Re: [OMPI users] How to reduce Isend & Irecv bandwidth?

2013-05-01 Thread Gus Correa

Hi Thomas/Jacky

Maybe using MPI_Probe (and maybe also MPI_Cancel)
to probe the message size,
and receive only those with size>0?
Anyway, I'm just code-guessing.

I hope it helps,
Gus Correa

On 05/01/2013 05:14 PM, Thomas Watson wrote:

Hi Gus,

Thanks for your suggestion!

The problem of this two-phased data exchange is as follows. Each rank
can have data blocks that will be exchanged to potentially all other
ranks. So if a rank needs to tell all the other ranks about which blocks
to receive, it would require an all-to-all collective communication
during phase one (e.g., MPI_Gatherallv). Because such collective
communication is blocking in current stable OpenMPI (MPI-2), it would
have a negative impact on scalability of the application, especially
when we have a large number of MPI ranks. This negative impact would not
be compensated by the bandwidth saved :-)

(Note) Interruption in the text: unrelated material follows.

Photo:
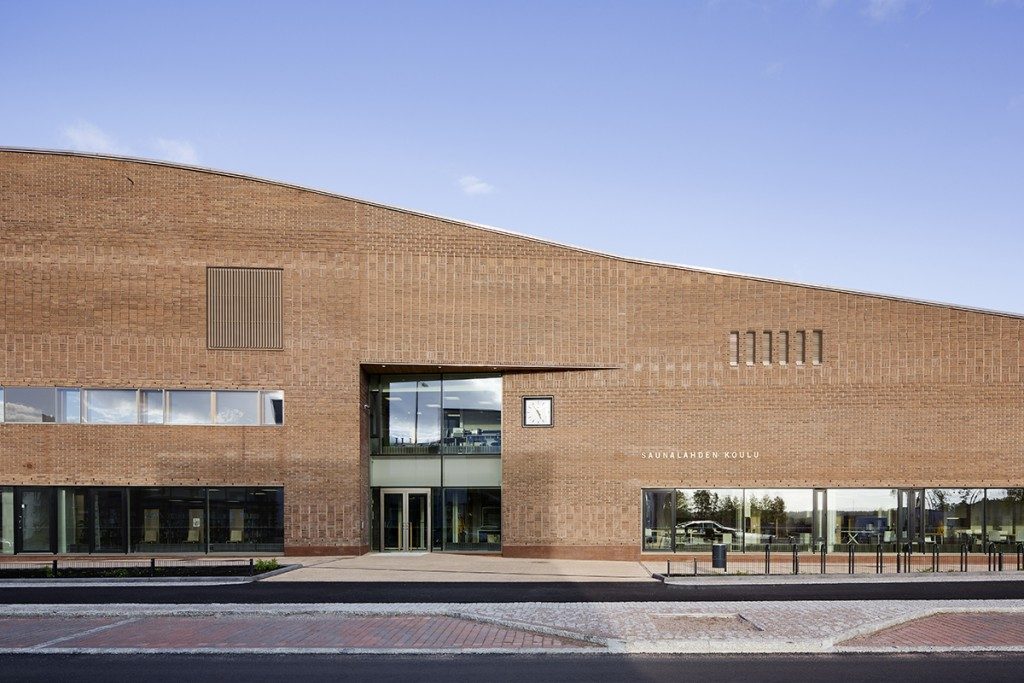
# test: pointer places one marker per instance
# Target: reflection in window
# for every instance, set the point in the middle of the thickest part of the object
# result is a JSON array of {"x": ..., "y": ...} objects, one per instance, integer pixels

What I really need is something like this: Isend sets count to 0 if a
block is not dirty. On the receiving side, MPI_Waitall deallocates the
corresponding Irecv request immediately and sets the Irecv request
handle to MPI_REQUEST_NULL as if it were a normal Irecv. I am wondering
if someone could confirm this behavior with me? I could do an experiment
on this too...

Regards,

Jacky




On Wed, May 1, 2013 at 3:46 PM, Gus Correa mailto:g...@ldeo.columbia.edu>> wrote:

Maybe start the data exchange by sending a (presumably short)
list/array/index-function of the dirty/not-dirty blocks status
(say, 0=not-dirty,1=dirty),
then putting if conditionals before the Isend/Irecv so that only
dirty blocks are exchanged?

I hope this helps,
Gus Correa




On 05/01/2013 01:28 PM, Thomas Watson wrote:

Hi,

I have a program where each MPI rank hosts a set of data blocks.
After
doing computation over *some of* its local data blocks, each MPI
rank
needs to exchange data with other ranks. Note that the
computation may
involve only a subset of the data blocks on a MPI rank. The data
exchange is achieved at each MPI rank through Isend and Irecv
and then
Waitall to complete the requests. Each pair of Isend and Irecv
exchanges
a corresponding pair of data blocks at different ranks. Right
now, we do
Isend/Irecv for EVERY block!

The idea is that because the computation at a rank may only
involves a
subset of blocks, we could mark those blocks as dirty during the
computation. And to reduce data exchange bandwidth, we could only
exchanges those *dirty* pairs across ranks.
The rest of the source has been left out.